Canadian home prices made a big jump in the second quarter, especially existing homes. Statistics Canada (Stat Can) data shows large advances in the Big Six real estate markets in Q2 2021. Both new and existing home prices increased very quickly. However, existing home prices grew at twice the rate of new homes.
Canada’s Big Six Real Estate Markets Have Seen Prices Grow Over 13%
The six largest real estate markets have seen home prices move at a breakneck speed. Aggregate home prices increased 6.7% in Q2 2021, and are now up 13.5% from a year before. For those that just missed it, almost half the price increase over the past year was just the last quarter. That means it’s not a base effect, but recent growth driving this trend.
New Home Prices Are Up Nearly 8%
Let’s break this number down, and look at new home prices in the big six markets. The index shows new home prices increased by 3.4% in Q2 2021, and are now up 7.8% from the year before. Once again, we can see the quarterly growth represents almost half of the advance over the past year.
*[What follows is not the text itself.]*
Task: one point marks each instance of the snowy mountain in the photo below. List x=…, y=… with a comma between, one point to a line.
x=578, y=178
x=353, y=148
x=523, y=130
Additionally, we can also see annual growth is much smaller than the aggregate data.
Canadian Home Price Growth
The annual rate of growth for home prices in Canada’s Big Six real estate markets, in aggregate and by region.
Source: Stat Can; Better Dwelling.
Canadian Existing Home Prices Are Rising 2x The Rate Of New Homes
That can only mean one thing — existing home prices driving the growth trend. This segment saw prices rise 8.2% in Q2, and are up 16.0% from the year before. Quarterly growth is just over half the rate of annual growth, and more than twice that of new home prices. Annual growth is also around double the rate of existing homes.
The biggest takeaway from this data is how much faster existing home prices moved. New homes have seen construction costs soar, helping to push prices higher. Existing home prices still somehow managed to grow at twice the rate.